#what am i doing wrong, serverless workers optimization
20 messages · Page 1 of 1 (latest)
i dont know this discord is dead
Sometimes just downloading from GitHub can be rough. If you can help it, downloading in parallel can be useful
is there like a blueprint, for best cold start optimization
i want to keep the min workers at 0
i have models already on network volume, in same datacenter location
but its like 40gb of models
i didn't know sending this could achieve something
But maybe you can try opening a support ticket too if you'd like
just have a constant flow of request coming in
the more requests the better your flashboot start will be
Try to put the models into hf then use the model cache feature ( model field in your endpoint settings)

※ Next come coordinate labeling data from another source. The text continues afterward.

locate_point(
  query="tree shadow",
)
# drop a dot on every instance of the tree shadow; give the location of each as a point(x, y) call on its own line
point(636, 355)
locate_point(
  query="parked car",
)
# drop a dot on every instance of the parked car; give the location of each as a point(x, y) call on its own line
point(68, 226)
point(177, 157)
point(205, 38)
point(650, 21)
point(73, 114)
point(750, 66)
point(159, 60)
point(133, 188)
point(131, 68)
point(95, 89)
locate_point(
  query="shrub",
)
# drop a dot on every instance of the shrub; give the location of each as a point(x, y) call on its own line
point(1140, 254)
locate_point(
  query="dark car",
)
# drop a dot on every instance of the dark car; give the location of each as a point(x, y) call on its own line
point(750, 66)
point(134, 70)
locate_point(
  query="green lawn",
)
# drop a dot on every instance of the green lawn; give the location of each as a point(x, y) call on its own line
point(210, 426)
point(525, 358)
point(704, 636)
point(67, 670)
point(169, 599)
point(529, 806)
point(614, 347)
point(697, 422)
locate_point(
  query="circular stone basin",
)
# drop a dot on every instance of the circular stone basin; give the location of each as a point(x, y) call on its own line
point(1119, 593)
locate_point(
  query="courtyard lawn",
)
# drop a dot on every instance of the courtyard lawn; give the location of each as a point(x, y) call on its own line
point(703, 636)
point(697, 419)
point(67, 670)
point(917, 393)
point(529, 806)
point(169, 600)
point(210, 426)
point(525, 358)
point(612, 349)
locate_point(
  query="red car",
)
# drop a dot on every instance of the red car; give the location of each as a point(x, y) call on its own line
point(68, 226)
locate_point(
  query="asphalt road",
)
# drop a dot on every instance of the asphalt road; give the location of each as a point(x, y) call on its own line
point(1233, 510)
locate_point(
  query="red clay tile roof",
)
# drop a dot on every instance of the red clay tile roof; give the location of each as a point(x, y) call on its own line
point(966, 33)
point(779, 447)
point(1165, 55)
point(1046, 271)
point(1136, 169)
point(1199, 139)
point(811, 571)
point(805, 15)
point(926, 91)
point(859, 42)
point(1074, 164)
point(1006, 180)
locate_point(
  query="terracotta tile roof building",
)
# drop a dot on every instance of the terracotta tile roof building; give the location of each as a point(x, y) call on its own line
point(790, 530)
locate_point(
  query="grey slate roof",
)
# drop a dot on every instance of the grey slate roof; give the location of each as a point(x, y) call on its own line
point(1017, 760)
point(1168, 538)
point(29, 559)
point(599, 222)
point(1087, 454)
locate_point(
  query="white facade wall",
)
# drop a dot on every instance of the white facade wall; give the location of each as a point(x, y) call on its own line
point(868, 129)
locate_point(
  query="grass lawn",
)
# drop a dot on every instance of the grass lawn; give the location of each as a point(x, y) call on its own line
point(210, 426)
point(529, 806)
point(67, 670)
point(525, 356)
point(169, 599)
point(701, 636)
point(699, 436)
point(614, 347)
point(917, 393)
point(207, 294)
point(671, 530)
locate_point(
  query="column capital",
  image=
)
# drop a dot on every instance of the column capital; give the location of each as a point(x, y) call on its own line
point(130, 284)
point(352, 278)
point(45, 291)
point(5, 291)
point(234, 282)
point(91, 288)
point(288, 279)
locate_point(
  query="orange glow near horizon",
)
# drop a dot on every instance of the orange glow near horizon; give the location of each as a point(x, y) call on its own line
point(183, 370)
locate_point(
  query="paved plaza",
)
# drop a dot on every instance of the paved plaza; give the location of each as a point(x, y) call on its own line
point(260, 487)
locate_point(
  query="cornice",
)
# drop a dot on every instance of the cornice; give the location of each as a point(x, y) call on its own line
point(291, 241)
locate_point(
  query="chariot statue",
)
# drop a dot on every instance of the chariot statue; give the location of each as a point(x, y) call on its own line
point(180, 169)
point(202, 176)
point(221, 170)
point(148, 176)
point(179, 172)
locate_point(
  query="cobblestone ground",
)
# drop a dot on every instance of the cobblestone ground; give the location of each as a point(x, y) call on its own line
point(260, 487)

i think its not yet well documented yet but worth trying to optimize cold starts
@keen storm Is the model cache feature different (and more efficient) than downloading the models from the Dockerfile with the Flashboot enabled?
Yes it should be faster
You don't have to bake in models meaning faster push and build and easier but I think it's not well documented for usage. You can try it
@keen storm When using the cached model feature in the endpoint setting, should I remove commands to download associated huggingface files (model, textencoders,vae, etc) from my Dockerfile ?
Yep, you can access it inside your worker on a specific path
@keen storm What should be the specific path? There is no information in the online documentation.
If I use cached model and remove the initial download from Dockerfile, ComfyUI cannot find my model files in /comfyui/models/
Right..